- DVD cover
- Directed by: Michael Oblowitz
- Written by: Danny Lerner Dennis Dimster
- Produced by: Steven Seagal Danny Lerner George Furla Randall Emmett
- Starring: Steven Seagal Corey Johnson
- Cinematography: Mark Vargo
- Edited by: Robert A. Ferretti
- Music by: Roy Hay
- Production company: Emmett/Furla Films
- Distributed by: Millennium Films
- Release date: August 19, 2003;
- Running time: 90 minutes
- Country: United States
- Language: English
- Budget: $14,000,000

= Out for a Kill =

Out for a Kill is a 2003 straight-to-video action film directed by Michael Oblowitz. It stars Steven Seagal.

==Plot==
Wong Dai (Chooi Kheng Beh), an influential Chinese drug kingpin, sits at a long table in an old building in Paris, going through the motions of a gigantic merger between himself and several other major Chinese drug dealers.

Sai Lo (Hon Ping Tang) controls shipments in the French heroin market in Paris, using laundromats all over Paris as a front.

Tang "The Bird" Zhili (Bruce Wang) controls the entire New York drug conglomerate from the Chinatown section of New York City, and runs Mahjong gambling rackets.

Yin Quinshi (Dave Wong) of Sofia, Bulgaria, controls an Eastern European drug cartel.

Li Bo (Tom Wu) controls drug exports in Shanghai, China, and has a penchant for French restaurants.

Fang "The Barber" Lee (Ozzie Yue) controls a drug cartel in Paris, France, and he is known to hire unique assassins. And Mr. Chang (Chuke Chan) controls drug money in London, England.
Yale University archaeology professor Robert Burns (Steven Seagal), who has just recently won the Winthrop Award for excellence in archaeology, stumbles onto the fact that his expedition to China, near the China / Kazakhstan border, is being used by Wong as a cover for a drug smuggling operation.

Realizing the danger of sticking around, Burns and his assistant, Luo Yi (Elaine Tan), make a run for it, but in the resulting gunfight, Yi is killed.

When Burns reaches the border, he finds that Wong's smugglers have set him up for smuggling the drugs. Burns lands in a Chinese prison, framed for drug running.

Burns is questioned by Chinese narcotics cop Tommie Ling (Michelle Goh) and DEA agent Ed Gray (Corey Johnson), who want to release him and use him as bait to nail the drug smugglers.

Burns, referred to by the Chinese drug barons as the "gweilo Professor", is quickly released and sent to the US, where he promises Yi's father Luo Dazhong (Vincent Wong) that he will get revenge for Yi's murder, but Wong is not done with Burns yet.
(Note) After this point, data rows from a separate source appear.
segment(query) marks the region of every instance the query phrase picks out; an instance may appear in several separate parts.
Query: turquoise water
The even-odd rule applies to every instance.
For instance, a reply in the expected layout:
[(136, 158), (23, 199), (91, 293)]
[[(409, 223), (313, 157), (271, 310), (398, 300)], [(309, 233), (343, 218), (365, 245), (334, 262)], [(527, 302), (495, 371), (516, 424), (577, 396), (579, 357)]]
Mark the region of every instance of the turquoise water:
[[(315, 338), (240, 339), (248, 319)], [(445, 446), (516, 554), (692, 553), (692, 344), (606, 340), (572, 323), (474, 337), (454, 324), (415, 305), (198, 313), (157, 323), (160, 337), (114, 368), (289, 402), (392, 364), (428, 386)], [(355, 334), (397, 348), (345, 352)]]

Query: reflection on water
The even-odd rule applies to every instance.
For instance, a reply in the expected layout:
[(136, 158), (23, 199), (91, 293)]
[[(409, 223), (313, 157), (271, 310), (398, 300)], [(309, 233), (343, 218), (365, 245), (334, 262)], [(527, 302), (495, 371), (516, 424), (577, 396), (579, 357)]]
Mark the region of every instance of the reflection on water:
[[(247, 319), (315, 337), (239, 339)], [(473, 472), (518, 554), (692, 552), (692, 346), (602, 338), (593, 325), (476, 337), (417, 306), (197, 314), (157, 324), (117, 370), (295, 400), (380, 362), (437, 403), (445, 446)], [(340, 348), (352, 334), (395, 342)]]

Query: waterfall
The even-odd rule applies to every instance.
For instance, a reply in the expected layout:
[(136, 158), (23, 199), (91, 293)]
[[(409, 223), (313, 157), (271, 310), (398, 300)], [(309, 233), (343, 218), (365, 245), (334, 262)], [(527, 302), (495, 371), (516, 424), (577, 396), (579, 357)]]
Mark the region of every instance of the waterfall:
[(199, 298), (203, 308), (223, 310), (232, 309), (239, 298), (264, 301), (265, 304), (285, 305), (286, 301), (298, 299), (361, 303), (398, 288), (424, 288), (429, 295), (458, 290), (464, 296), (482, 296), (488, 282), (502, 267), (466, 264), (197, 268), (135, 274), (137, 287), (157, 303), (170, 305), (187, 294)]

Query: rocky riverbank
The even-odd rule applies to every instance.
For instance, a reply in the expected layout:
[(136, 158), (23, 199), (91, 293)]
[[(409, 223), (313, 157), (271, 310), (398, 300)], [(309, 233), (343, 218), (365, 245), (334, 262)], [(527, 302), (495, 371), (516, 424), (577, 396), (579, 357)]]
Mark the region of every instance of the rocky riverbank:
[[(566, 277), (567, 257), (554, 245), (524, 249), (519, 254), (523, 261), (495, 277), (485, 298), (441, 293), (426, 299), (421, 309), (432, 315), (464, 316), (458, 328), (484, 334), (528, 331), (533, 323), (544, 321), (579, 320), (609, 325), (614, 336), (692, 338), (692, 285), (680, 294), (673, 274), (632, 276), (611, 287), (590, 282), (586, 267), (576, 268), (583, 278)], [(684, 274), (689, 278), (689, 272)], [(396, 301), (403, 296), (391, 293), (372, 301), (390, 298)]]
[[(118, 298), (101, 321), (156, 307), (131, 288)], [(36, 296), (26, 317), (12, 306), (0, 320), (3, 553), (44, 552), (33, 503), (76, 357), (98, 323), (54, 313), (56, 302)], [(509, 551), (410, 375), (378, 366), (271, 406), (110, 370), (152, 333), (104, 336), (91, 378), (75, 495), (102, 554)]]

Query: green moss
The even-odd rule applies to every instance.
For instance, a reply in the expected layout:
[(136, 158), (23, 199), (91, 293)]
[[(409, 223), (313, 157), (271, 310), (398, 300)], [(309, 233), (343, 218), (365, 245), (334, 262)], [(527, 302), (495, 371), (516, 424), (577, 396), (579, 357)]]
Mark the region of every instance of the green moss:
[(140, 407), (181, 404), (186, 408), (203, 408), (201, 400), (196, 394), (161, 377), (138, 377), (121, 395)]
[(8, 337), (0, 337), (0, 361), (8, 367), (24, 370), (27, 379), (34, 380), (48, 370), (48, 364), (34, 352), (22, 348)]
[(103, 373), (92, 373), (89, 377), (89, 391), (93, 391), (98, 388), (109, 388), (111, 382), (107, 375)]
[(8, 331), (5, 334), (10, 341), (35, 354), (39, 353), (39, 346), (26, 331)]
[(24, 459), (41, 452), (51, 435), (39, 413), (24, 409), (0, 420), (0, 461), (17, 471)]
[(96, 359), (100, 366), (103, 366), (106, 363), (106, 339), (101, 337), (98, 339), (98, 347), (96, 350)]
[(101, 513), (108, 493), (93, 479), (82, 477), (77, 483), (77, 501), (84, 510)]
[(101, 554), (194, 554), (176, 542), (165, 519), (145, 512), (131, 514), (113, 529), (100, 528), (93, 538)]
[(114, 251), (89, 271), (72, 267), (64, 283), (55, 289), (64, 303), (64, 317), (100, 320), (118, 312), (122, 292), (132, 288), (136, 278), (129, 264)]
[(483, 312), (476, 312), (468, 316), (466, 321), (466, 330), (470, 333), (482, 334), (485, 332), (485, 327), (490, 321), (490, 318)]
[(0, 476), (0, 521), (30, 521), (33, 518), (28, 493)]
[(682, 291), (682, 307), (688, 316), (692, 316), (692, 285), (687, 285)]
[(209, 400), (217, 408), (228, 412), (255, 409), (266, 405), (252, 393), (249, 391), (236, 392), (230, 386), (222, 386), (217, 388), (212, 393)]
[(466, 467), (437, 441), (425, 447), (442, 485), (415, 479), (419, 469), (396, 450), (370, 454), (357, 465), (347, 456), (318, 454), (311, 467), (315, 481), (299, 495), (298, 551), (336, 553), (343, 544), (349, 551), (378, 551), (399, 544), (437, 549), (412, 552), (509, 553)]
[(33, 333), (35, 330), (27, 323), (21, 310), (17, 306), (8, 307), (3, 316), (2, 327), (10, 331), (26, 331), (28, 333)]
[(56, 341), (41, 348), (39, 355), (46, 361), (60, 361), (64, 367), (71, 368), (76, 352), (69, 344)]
Wong sends hitmen to Burns's house in New Haven, Connecticut, to plant a bomb, which explodes and kills Burns's wife Maya (Kata Dobó).

With the two people closest to him dead at the hands of Wong and his minions, and with Tommie and Gray shadowing his every move, Burns is out for revenge.

As it turns out, Burns was not always a Professor. Burns was once a thief of Chinese artefacts, who served time in prison and earned his archaeology degree while in prison. He changed his name and married Maya after he was released.

With his determination to exterminate those who killed Maya, Burns tells Tommie and Gray to stay out of his way, as he cuts a bloody path through Chinatown and across Europe, on his way to a confrontation with Wong.

==Production==
The film was one of two movies made by Seagal's own company, Luminosity Media, in association with Emmett/Furla Films Productions Corporation, a wholly owned subsidiary of Family Room Entertainment Corporation. The other film was Belly of the Beast.

Filming began in Eastern Europe on 15 September 2002.
Actor Rachel Grant later claimed Seagal assaulted her during rehearsals for the film.

Stuntman actor Sam Cam Lui was awarded £10,000 after he was injured in a fight scene with Seagal during filming.

==Reception==
Den of Geek wrote that "the special effects are dreadful; bad ideas that look cheap and unconvincing. The story follows as though the script was tossed into the air and the pages put back together in the wrong order. Fortunately, the tone is light and the silliness passes as good fun. There are a couple of great fight scenes, too. My favourite part of the film sees Seagal fighting a guy who bizarrely develops the ability to crawl along walls, mid-brawl. Obviously, Seagal smashes him to pieces regardless. We also get lots of scenes set in strip club, because of course, and plenty of Seagal shooting."

==Sexual assault allegation==
On 15 January 2018, Rachel Grant publicly made a sexual assault allegation against Seagal, stating an incident took place in 2002, during pre-production on this film, and that she lost her job on the film after the incident. Seagal, who had been accused by other actresses of sexual assault in the past, denied these allegations.